Sono un vero mistero per i clinici a causa della difficoltà di inquadrarle come forme benigne o maligne. Si tratta dei tumori Mucinosi Papillari Intraduttali (IPMN) del pancreas, una delle tante neoplasie che interessano questo organo.

La loro peculiarità è che la stratificazione del rischio si è avvalsa finora solo di fattori clinici e radiologici. Questo perché non si dispone di un biomarcatore di malignità. Ciò crea incertezze di classificazione che si ripercuotono sulla scelta di avviare o meno il paziente verso un trattamento chirurgico demolitivo o continuare la sorveglianza.

Di recente, un gruppo di ricercatori ha individuato dei biomarcatori tessutali specifici, una sorta di impronta digitale molecolare. Questa consente di distinguere con certezza le forme benigne da quelle ad alto grado di malignità o ad alto rischio di trasformazione maligna.

Uno studio sul pancreas pubblicato su ‘Nature Communications’

Lo studio, condotto dal gruppo di ricerca di Giampaolo Tortora, ordinario di Oncologia medica all’Università Cattolica del Sacro Cuore, è stato pubblicato su ‘Nature Communications’.

Il lavoro dei ricercatori ha consentito di individuare sul tessuto tumorale le ‘firme molecolari’ che indicano una displasia di basso grado. Ma anche quelle dei casi ‘borderline’ e infine i marcatori di displasia di alto grado, cioè delle forme sicuramente maligne.

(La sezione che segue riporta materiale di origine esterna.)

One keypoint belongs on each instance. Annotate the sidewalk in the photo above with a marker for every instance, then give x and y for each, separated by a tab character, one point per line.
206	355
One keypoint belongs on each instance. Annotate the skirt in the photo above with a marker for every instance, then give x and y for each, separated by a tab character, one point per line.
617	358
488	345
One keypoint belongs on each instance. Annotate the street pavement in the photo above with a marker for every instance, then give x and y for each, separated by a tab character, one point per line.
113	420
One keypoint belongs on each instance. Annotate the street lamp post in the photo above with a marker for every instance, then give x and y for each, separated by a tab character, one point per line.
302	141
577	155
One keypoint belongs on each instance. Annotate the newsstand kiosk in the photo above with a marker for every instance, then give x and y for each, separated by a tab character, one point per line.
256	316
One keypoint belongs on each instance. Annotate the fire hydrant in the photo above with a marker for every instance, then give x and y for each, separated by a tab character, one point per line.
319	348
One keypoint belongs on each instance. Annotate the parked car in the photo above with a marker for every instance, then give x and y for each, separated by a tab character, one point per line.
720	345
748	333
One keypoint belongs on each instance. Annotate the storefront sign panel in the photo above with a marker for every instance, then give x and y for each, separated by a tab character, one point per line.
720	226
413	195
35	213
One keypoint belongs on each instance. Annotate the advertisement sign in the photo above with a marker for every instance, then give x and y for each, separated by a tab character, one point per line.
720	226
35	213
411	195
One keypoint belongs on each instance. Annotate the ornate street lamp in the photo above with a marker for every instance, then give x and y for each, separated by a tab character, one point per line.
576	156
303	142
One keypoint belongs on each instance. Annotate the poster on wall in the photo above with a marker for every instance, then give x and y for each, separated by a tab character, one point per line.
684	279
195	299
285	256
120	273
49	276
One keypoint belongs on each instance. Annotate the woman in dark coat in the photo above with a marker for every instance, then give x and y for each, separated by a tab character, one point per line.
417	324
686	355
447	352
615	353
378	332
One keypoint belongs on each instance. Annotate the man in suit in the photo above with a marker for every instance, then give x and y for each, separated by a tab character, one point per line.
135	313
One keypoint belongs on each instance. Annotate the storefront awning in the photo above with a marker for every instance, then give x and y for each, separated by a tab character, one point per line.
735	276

Lo studio fornisce, dunque, un importante nuovo strumento diagnostico per differenziare le lesioni pancreatiche pre-tumorali benigne da quelle maligne. E getta anche luce sul ruolo dell’attivazione di alcuni geni (TNFalfa e MYC) nella progressione degli IPNM da una forma benigna a una maligna.

Creare un registro italiano degli IPMN

Le neoplasie mucinose papillari intraduttali pancreatiche sono lesioni cistiche che si sviluppano all’interno dei dotti pancreatici. Contengono al loro interno dei ‘tralci’ di tessuto (proiezioni papillari) rivestiti di epitelio mucoso. La frequenza di queste cisti dal comportamento incerto, che si scoprono per caso con una TAC o una RMN fatta per altro motivo, è in aumento. E cresce con l’avanzare dell’età.

«Una necessità assoluta è quella di creare un registro italiano degli IPMN – afferma Tortoraperché siamo certi che il loro numero sia ampiamente sottostimato. Questi tumori originano dai dotti pancreatici, sono considerati precursori dell’adenocarcinoma duttale pancreatico (PDAC), una neoplasia estremamente aggressiva per la quale si dispone di limitate opzioni terapeutiche. Le forme considerate ad alto rischio (sulla base del quadro TAC) vengono sottoposte subito a intervento chirurgico. Mentre quelle a basso rischio, a sorveglianza (cioè a RMN ogni 6 mesi)».

È determinante definire le caratteristiche di benignità

Una volta fatta la diagnosi di IPMN, il paziente viene sottoposto a RMN ogni 6 mesi. Ciò per tenere sotto controllo la lesione e sottoporla a biopsia se cambia aspetto.

«Finora – spiega Tortorala stratificazione del rischio degli IPMN veniva fatto solo in base alle caratteristiche cliniche e radiologiche. Non si disponeva di criteri che tenessero conto della loro biologia. Questo fa sì che fino al 10% degli IPMN considerati a ‘basso rischio’ sfugga a una corretta valutazione. E nel tempo, possa dar luogo a un tumore aggressivo».

La ricerca condotta presso l’Università Cattolica e il Policlinico Gemelli contribuisce all’individuazione delle lesioni ad alto potenziale di trasformazione maligna. «È un’indicazione importante – evidenzia l’oncologo – perché è fondamentale individuare le lesioni ad alto rischio di trasformazione maligna. Altrettanto determinante è definire le caratteristiche di ‘benignità’, per evitare ai pazienti un intervento chirurgico inutile, molto invasivo e non privo di rischi».